Pour ne pas se retrouver dans une impasse, l’entreprise a bâti un cursus spécifique pour le recrutement de 20 opérateurs, en CDI ou en CDI intérimaire. Elaboré avec par l’Institut de formation des industries de santé (Ifis), le contenu est identique mais les voies de recrutement restent séparées de même que les financements.
Le premier cursus pour les demandeurs d’emploi, enclenché au printemps dernier et pris en charge par Delpharm et l’Opco (organisme collecteur paritaire pour le financement de la formation professionnelle) de la branche santé, fait appel à la méthode de recrutement par simulation de Pôle Emploi.

« Celle-ci élargit notre champ de prospection : choisies à partir d’une centaine de participants à la réunion d’information initiale, les 10 premières personnes retenues pour postuler présentent des profils très variés et viennent d’univers très différents, comme la restauration, la vente, l’accueil de la petite enfance », relate Karine Rousseau, DRH de Delpharm Huningue.

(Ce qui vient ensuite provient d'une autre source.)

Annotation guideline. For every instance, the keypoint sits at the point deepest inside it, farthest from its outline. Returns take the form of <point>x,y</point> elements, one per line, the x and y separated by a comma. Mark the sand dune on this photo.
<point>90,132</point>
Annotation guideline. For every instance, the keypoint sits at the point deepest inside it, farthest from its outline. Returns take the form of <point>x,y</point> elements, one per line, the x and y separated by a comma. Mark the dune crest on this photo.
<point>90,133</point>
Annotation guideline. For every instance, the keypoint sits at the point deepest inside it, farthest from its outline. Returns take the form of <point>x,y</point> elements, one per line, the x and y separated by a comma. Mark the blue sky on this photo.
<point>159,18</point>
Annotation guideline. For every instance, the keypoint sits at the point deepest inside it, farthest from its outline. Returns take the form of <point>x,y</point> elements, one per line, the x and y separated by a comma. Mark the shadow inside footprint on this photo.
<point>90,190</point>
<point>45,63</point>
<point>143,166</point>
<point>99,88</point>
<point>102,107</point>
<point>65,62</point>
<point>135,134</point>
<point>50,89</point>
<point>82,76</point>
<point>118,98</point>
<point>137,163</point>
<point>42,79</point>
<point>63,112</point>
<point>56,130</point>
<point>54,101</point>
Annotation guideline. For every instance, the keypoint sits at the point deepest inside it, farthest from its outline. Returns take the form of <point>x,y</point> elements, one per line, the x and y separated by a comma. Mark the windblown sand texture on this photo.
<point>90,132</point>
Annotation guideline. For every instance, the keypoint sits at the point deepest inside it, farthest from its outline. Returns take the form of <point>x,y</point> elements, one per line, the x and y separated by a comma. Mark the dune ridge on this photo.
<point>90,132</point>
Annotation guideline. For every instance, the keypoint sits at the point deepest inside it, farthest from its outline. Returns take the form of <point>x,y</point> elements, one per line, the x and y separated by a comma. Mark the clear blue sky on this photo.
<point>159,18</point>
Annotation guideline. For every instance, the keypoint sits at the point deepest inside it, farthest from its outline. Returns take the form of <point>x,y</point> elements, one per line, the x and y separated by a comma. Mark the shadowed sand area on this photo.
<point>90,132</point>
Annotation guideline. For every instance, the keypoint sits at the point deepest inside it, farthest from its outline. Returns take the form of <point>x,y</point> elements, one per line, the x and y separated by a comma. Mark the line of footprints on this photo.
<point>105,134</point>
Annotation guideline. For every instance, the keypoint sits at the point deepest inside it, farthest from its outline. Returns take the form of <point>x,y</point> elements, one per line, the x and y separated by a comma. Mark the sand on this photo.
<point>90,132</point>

L’activité du site Delpharm, en pleine croissance : 44 millions d’unités en commande, 34 millions réalisés en 2019, induit des recrutements continus en production. © Delpharm

Le parcours pour les intérimaires, qui débutera en janvier prochain avec les concours financiers de la région Grand Est et des agences de travail temporaire partenaires, puise ses candidats parmi des travailleurs temporaires pouvant faire valoir un début de qualification dans les métiers de l’entreprise, notamment par le fait qu’ils y ont déjà effectué des missions.
La formation a le statut de titre professionnel « d’opérateur de production pharmaceutique » et attend prochainement sa reconnaissance officielle par l’Etat, sous forme d’inscription au RNCP (registre national des certifications professionnelles). Delpharm Huningue compte bien l’installer dans le temps et ne pas s’en tenir à un coup.
Ses besoins de recrutement ne faiblissent pas, pour compenser les départs naturels et accroître les effectifs. Elle envisage aussi de l’ouvrir à des entreprises du bassin de Saint-Louis, qui est riche de sites pharmaceutiques confrontés à des problématiques comparables.